36MP just sound crazy big because we are used to smaller number. back when camera wee 4MP the 8MP camera were ridiculed and seemingly unneeded (although back then the increased resolution came at a definite cost in reduced IQ).
I 100% agree that 24MP seems about right for a FF image. The real kicker though is I want a pixel density equal to the D7k, I want about 16-18MP minimum in the DX frame for wildlife. If I was to go for a D600 then I would be loosing resolution from my 12MP D90 to an effective 10.5MP, that will actually be a huge step backwards for much of my work.

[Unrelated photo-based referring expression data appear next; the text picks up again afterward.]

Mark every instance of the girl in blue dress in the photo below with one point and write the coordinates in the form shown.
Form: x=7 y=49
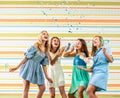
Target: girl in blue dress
x=101 y=57
x=80 y=78
x=31 y=66
x=55 y=69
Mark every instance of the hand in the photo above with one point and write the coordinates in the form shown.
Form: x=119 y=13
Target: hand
x=87 y=60
x=12 y=69
x=49 y=79
x=104 y=50
x=80 y=67
x=61 y=51
x=71 y=48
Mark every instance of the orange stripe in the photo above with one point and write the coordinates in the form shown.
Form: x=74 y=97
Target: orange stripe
x=11 y=52
x=21 y=52
x=33 y=85
x=59 y=20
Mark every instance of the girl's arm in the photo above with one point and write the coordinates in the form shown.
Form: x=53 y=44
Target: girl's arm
x=69 y=53
x=110 y=59
x=52 y=61
x=85 y=69
x=20 y=64
x=46 y=74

So I must have the pixel density that gives 16Mp DX images, and this comes with the side effect of giving me 36mp FF images - I don't mind this extra resolution which is fine for landscapes and architecture, or can allow looser compositions. The 1.2x crop because an interesting setting give 24MP images avoiding the soft far corners of lenses but giving much more sensor area than standard DX cameras. You can also do interesting things like you the lossy compressed 12bit RAW in 36MP mode and get smaller files but actually more details than the 14 bit loss-less compressed you might normally shoot at to maximize IQ.
There may be complications with some of the Sony sensor because they share development teams for some stuff. Still I think Sony could offer some other technologies that are not entangled with nikon. E.g., Pentax uses Sony sensor, Panasonic and Olympus are now using Sony sensors. Sony's strategy seems to be that they are happy to sell sensors to other companies since that is easier direct profit that trying to sell more cameras. If Canon ask for 500K FF sensors and Sony makes $50-100 per sale then that a better proposition than Sony trying to steal hundreds of thousands of sales from Canon which is hard work and less likely to happen. Sony's sensor fab is very, very expensive and they need companies like Nikon to use their sensor fab facilities.